Rejecting Fear, Returning to Hope

Yesterday was a mostly good day, although we got a few spurts of bad news at work, numbers never where we want them to be, which always generates a flurry of e-mails.  Those e-mails came relatively late in the day, which meant I got to enjoy some calm before the bad news.  I worked ahead on some projects and did some sorting.

We move offices in a few weeks, and we'll have significantly less storage.  Through the years, I've been collecting picnic supplies:  cups, plates, plastic wrapped packets that contain a knife, fork, spoon, and napkin. Every time we've had an event and there have been leftover supplies, I've snagged them.  Now we won't have room.  My colleague friend at work is having an art show opening reception this week, and she can use these supplies.  Hurrah!

I'm sorting through books, moving the grad school novels to the free stuff to take table.  And people have taken them.  I have a vision of a student saying, "I loved Middlemarch when I was a kid!" or "Wow--I've always wanted to read Great Expectations!"  Likely not.  But I do hope that those books will get one or two more lives before they disintegrate.
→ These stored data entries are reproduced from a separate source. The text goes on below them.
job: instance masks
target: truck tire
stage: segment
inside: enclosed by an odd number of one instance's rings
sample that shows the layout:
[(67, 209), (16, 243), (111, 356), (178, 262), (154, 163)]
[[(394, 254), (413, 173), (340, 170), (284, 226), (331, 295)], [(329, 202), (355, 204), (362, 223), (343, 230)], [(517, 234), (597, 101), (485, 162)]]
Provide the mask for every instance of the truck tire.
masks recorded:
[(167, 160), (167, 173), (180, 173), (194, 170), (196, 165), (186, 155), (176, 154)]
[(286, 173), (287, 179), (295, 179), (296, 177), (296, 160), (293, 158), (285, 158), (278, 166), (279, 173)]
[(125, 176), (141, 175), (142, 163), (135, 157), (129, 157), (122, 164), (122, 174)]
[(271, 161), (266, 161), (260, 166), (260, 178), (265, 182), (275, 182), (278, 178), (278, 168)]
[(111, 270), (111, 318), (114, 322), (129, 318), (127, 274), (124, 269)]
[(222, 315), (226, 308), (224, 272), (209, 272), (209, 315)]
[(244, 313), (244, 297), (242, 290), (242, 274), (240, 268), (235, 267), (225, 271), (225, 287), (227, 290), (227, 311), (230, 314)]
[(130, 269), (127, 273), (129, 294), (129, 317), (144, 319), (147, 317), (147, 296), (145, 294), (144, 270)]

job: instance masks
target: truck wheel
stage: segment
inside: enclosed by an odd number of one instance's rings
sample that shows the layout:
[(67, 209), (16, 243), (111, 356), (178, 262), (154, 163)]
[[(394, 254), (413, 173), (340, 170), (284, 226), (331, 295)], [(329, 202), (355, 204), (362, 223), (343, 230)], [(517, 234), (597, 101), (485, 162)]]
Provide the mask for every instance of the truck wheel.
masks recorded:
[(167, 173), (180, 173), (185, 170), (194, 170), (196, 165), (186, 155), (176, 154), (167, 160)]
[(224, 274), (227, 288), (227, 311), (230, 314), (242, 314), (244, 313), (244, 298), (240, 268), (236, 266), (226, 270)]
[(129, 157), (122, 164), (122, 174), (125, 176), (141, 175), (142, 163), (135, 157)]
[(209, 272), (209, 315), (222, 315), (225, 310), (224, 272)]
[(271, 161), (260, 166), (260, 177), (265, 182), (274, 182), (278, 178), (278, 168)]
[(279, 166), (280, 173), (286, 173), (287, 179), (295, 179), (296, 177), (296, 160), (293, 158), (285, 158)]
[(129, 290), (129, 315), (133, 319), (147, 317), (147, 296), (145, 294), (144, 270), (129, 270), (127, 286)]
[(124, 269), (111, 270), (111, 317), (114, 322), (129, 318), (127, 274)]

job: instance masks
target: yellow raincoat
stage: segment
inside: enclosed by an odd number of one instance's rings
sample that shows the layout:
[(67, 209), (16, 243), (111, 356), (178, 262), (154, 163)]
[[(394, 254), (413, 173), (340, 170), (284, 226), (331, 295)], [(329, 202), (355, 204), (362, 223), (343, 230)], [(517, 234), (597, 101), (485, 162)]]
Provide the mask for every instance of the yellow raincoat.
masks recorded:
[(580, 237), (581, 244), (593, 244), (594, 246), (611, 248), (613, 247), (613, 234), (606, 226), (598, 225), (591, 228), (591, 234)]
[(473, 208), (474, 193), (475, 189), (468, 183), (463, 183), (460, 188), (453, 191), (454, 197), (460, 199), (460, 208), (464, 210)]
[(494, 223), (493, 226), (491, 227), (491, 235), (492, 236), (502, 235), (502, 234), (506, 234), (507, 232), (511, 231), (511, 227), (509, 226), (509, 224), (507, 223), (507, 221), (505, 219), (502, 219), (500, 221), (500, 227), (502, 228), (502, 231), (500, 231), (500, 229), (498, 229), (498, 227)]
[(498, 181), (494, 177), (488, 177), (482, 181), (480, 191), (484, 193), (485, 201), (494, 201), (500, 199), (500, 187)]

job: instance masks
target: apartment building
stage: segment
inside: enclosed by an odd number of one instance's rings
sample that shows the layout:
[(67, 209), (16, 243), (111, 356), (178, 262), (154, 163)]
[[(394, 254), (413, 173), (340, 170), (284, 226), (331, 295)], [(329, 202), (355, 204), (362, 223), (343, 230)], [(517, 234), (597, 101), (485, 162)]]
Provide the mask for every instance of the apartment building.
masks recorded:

I also had time to work with a colleague on creative writing.  We traded stories, read and discussed, and then had a lovely early lunch.  She asked if I had a query letter written for my memoir, if I had sent my short stories off to journals.

She asked the pertinent question:  "How will your publisher find you if you don't get your work out there?"

I used to be better at getting my work out there.  When did that stop?  In part, when I moved into administration and in part, when my spouse left his 60 hour a week job.  In part, I used to believe that publications would open the doors to better jobs, and so I was super-motivated.  Now, I'm not as sure I believe that, and thus, I'm not as relentless about submissions.

I'm grateful to my friend for reminding me that I need to get back to the submission side.

But let me not forget to record a small success on the publishing side.  I've been asked to contribute prayers for the 2015 edition of Bread for the Day.  Hurrah!

And it's good to remember how I came to have this opportunity.  I wrote a query letter to Augsburg Fortress, a Lutheran publisher.  I proposed a book of devotions based on the weekly Gospel in the Lectionary.  My proposal was turned down, but the editor kept my materials in her files.  Five years later when one of her projects needed more writers, she thought of me.

The lesson for me:  even a rejected proposal can open doors.  It may take some time, of course.

And here's my fear:  I worry that I'll have a big project accepted, and I'll have trouble finding time to make the revisions or do the promotion or . . . there are so many ways to fill in that blank.

But let me not dwell on my fears today.  Let me begin to percolate ideas for a query letter for my memoir.  Let me choose my best 5 stories from my linked collection and decide where to send them before the end of February and where I'll send them after that.

And let me not forget to dream big.  My friend asked me a few weeks ago, "Have you given up on the idea of a bestseller?"  And the answer is, yes, maybe a little.  Let me work hard to reject that kind of despair.